NASA astronauts Bob Behnken and Doug Hurley made history on Saturday, May 30, after they launched from NASA’s Kennedy Space Center in Florida towards the International Space Station (ISS). The history was two-fold, with it being the first launch from American soil since 2011, as well as being the first time that astronauts were sent into space on a private space ship.
Since 2011, international space agencies, including NASA, have been relying on the Russian Soyuz spacecraft, created by the national space agency Roscosmos, to taxi astronauts to and from the ISS for cost reasons.
However, private companies such as SpaceX have now made it affordable for the likes of NASA to launch from home turf once again.

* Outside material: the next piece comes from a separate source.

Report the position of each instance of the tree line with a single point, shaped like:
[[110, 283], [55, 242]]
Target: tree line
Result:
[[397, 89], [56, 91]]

NASA believes the launch could mark a new era for spaceflight, with private companies now officially being able to launch astronauts.
Alongside an image of the landmark moment, NASA said: “A SpaceX Falcon 9 rocket carrying the company’s Crew Dragon spacecraft launched from Launch Complex 39A on NASA’s SpaceX Demo-2 mission to the International Space Station with NASA astronauts Robert Behnken and Douglas Hurley onboard, at 3:22 p.m. EDT on Saturday, May 30, 2020, at NASA’s Kennedy Space Center in Florida.
“The Demo-2 mission is the first launch with astronauts of the SpaceX Crew Dragon spacecraft and Falcon 9 rocket to the station as part of the agency’s Commercial Crew Program.
“The test flight serves as an end-to-end demonstration of SpaceX’s crew transportation system.
“A new era of human spaceflight is set to begin as American astronauts once again launch on an American rocket from American soil to low-Earth orbit for the first time since the conclusion of the Space Shuttle Program in 2011.”
Speaking to the men from mission control in Houston, Texas, NASA administrator Jim Bridenstine said: “The whole world saw this mission and we are so, so proud of everything you’ve done for our country and, in fact, to inspire the world.”
Other firms are also working on creating commercial space travel, such as Jeff Bezos’ Blue Origin and Richard Branson’s Virgin Galactic.
SpaceX has gone from strength to strength in its launch capabilities in Florida at the Kennedy Space Center and nearby Cape Canaveral Air Force Station, going from 11 rocket launches in 2019 to a proposed 38 in 2020.
However, the Elon Musk-backed firm has no plans to halt its progress and is aiming to launch 70 rockets from its Florida sites by 2023.
Missions will include launching the Falcon 9 and Falcon Heavy rockets, including upping the ante in getting 12,000 Starlink satellites into Earth’s orbit.